Time passed. The loss of biodiversity continued… Fossil fuels were burned faster than ever.
Forests also burned or were cut down. The oceans warmed, reefs were bleached. Happiness was measured in units of consumption.

A girl refused to go to school on Fridays until meaningful action was taken. She sat down outside her national parliament building with a sign. She spoke with authentic passion and others took note. An accidental movement was born. Elsewhere, a group of activists chose to use direct means to bring about change. They organised on social media, recruited followers and occupied the streets. An intentional movement was born. People noticed. Politicians noticed. Meetings were held with ministers. Crises were declared. Decision-makers promised to take meaningful action.

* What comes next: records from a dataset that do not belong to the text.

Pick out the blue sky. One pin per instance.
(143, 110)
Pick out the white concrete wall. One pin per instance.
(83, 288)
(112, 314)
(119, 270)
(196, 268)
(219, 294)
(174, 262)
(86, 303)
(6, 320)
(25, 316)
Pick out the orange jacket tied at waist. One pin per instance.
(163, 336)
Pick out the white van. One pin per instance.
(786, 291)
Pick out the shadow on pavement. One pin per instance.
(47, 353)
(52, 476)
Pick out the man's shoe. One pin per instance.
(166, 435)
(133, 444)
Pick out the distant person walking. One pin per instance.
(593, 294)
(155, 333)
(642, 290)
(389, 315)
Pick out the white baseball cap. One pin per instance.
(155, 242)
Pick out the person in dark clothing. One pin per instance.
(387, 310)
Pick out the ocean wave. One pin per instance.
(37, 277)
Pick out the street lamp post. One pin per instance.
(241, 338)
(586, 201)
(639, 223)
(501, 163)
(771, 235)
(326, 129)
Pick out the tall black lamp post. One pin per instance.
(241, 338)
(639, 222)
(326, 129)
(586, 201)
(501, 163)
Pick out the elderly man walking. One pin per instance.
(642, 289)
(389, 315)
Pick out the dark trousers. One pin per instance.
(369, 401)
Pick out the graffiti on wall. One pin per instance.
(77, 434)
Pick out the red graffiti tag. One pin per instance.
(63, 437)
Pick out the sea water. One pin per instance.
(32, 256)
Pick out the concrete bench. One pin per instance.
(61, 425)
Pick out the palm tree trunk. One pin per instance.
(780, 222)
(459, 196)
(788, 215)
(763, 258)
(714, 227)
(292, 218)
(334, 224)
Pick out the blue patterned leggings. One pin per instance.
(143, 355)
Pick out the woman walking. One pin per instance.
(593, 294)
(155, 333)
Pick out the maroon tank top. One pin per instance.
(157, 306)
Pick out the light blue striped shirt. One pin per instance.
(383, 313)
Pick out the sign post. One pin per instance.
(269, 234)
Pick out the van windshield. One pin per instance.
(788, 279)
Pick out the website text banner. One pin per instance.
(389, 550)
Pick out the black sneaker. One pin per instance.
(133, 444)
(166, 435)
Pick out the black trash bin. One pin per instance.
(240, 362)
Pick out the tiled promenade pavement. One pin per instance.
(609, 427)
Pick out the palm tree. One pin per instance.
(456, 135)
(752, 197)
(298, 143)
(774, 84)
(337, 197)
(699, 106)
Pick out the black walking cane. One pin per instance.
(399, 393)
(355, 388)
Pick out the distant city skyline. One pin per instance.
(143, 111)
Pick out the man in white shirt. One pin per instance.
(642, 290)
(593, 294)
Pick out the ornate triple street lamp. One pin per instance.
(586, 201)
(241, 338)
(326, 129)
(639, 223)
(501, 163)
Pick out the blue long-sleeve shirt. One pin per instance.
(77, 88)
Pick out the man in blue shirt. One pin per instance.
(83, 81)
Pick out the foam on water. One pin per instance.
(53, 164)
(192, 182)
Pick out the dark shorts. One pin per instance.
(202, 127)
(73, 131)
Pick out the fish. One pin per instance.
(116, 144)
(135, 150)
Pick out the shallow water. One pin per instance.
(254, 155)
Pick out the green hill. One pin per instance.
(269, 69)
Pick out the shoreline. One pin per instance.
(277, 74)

The professional conservationists were perplexed. They had been talking to the same decision makers for years but hadn’t had much impact. Now change was happening not  because of the conservationists’ skills, suits and glossy brochures, but because of unprofessional movements of radicals with passion, ideas and a willingness to take direct action. What’s more, the professional conservationists were very tired. They worked long hours in offices filling in funding proposals and timesheets. They wrote press releases about the wellbeing benefits of spending time in nature but rarely had time to do so themselves. They heard the chants of student protestors outside their offices but couldn’t join them because they had a meeting to get to.

The conservationists had some choices to make.

Like any fable, this tale is oversimplified and slightly silly, but perhaps contains some kernel of truth. Certainly elements of it ring true to my own experience. I direct the Cambridge Masters in Conservation Leadership, which aims to equip conservation leaders with the skills they need to be effective agents of change for the natural world. A core part of the teaching programme covers professional skills such as strategic planning, financial management and partnership building. I strongly believe that these are useful and important skills for conservation leaders to acquire and our alumni tell us that they have been highly valuable in the workplace.

At the same time, I see conservation organisations that are more and more ‘establishment’ in their design and outlook, mirroring the structures and practices of the corporations and political systems that they say they wish to change. Yes, conservation may be more organised and professional, but has this come at the expense of the creativity and passion that enticed many to the conservation world in the first place? And why are so many conservationists completely over-worked and close to burnout, with a work-life balance no better than a trainee in a city bank?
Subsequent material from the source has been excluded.